British artist Marc Quinn discusses his ongoing fascination with orchids, an interest which began during the realisation for his seminal frozen garden installation in 2000...
"Orchids are like perfectly evolved little sculptures in themselves, they're full of colour, interesting shapes and beauty. Even though they are a plant's reproductive organs, they pun on human ones too. They make you realise it is colour, life and sexuality that keeps the world turning. They are a celebration of life. I like all kinds of flowers, irises, sunflowers and anthuriums are great but none are quite as good as orchids.
I believe an artist's job is to communicate with people, by any means at their disposal. With this in mind I designed a small collection for the Concept Store in Selfridges. I have exhibited with galleries and museums and I felt to get my work out there on the kind of things people use in their daily lives, is an interesting way to develop that idea. I find clothing interesting because it is like a soft version of people transforming themselves through surgery. You are clothing your outside in something that reflects how you feel about yourself on the inside. You are turning a biological given into a cultural construct."
"Orchids are like perfectly evolved little sculptures in themselves, they're full of colour, interesting shapes and beauty"

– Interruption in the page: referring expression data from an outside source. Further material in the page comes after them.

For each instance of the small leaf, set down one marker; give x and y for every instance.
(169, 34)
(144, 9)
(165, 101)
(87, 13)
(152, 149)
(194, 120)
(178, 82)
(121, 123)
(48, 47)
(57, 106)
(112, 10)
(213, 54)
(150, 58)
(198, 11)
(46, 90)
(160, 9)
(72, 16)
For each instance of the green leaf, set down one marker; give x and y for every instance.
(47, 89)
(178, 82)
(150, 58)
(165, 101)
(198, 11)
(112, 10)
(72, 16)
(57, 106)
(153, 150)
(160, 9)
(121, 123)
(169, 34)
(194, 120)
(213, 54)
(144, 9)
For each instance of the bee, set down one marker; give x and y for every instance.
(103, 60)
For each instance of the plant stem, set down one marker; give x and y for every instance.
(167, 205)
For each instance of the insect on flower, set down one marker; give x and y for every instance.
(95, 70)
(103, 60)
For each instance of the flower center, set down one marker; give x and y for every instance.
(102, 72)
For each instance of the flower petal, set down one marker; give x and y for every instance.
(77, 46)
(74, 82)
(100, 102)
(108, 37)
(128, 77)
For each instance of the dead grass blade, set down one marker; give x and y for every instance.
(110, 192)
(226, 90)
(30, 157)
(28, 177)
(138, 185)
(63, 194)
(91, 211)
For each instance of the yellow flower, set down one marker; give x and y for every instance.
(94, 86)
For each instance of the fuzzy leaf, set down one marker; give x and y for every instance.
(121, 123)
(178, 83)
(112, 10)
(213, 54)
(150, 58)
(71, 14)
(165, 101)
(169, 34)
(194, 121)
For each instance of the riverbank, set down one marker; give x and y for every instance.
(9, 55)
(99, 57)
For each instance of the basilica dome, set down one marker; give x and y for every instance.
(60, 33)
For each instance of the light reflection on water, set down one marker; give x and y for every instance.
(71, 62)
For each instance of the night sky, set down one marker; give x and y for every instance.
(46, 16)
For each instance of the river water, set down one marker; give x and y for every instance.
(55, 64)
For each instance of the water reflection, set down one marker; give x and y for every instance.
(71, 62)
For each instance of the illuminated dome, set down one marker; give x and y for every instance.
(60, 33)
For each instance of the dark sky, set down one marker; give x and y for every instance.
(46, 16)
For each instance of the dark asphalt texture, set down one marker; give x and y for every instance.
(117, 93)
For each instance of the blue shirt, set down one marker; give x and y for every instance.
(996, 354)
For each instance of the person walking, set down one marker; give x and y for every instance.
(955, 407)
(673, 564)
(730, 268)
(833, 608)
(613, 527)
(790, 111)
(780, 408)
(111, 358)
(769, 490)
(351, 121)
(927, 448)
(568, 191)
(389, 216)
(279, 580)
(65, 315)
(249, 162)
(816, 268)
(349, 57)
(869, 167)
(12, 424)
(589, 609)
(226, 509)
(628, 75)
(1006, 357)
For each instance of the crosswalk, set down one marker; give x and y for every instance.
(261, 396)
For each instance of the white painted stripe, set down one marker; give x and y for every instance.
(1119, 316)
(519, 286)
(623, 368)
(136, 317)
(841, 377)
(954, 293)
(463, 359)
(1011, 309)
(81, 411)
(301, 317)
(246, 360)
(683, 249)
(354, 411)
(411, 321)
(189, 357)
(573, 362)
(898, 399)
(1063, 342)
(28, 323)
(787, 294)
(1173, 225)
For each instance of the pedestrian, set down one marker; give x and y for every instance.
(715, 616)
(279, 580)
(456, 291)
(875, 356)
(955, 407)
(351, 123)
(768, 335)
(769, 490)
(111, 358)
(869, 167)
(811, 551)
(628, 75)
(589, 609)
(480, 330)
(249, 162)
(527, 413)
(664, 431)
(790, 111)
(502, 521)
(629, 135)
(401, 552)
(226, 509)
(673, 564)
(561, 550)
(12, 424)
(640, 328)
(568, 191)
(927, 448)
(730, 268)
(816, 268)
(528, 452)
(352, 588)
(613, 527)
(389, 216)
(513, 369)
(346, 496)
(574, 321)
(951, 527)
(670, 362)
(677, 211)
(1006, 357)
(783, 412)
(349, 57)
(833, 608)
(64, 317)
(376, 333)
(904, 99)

Since his Garden work, which debuted at the Fondazione Prada in Milan in 2000, British artist Marc Quinn has been fascinated by Orchidaceae, one of the largest families of flowering plants, easily distinguishable by highly modified petals, fused stamens and carpels and extremely small seeds. Quinn's Garden was a walk-through mirrored installation filled with thousands of plants, including various species of orchids, many of which would not normally be found in the same environments. Frozen in silicone at perfect bloom and then kept at -25C, the Garden was an impossibly perfect botanical situation. This principal work represents some of the central themes in the Quinn's work: beauty, preservation, genetic modification and hybridism.
Since 2000, Quinn, an artist perhaps best known for his YBA grouping, marble amputee sculptures and blood self-portrait, has continued to explore the "garden". Most notably the orchid, which has featured regularly in experimental and conceptual sculptures (the largest spanning 30ft), paintings and drawings. Historically, the wild orchid is a symbol of fertilisation, purity and spiritual perfection. Quinn's light and spacious, two-storey east London studio, is filled with Orchidaceae, a dense group kept in optimum conditions, surrounded by the artist's large-scale, hyper-realistic paintings. The Archaeology of Desire, unveiled at the White Cube in 2009, is based upon a naturalistic Phalaenopsis, a genus of the orchid family, rendered in exquisite detail. The fine, papery petals, each distinguished by unique venation, defy the properties of the bronze medium in which they are cast to appear almost weightless and ethereal. Quinn's latest work is four window displays for Selfridges' Concept Store and a collection of exclusive orchid-inspired products including sculptures, temporary botanical tattoos, jewellery, silk scarves and limited edition prints.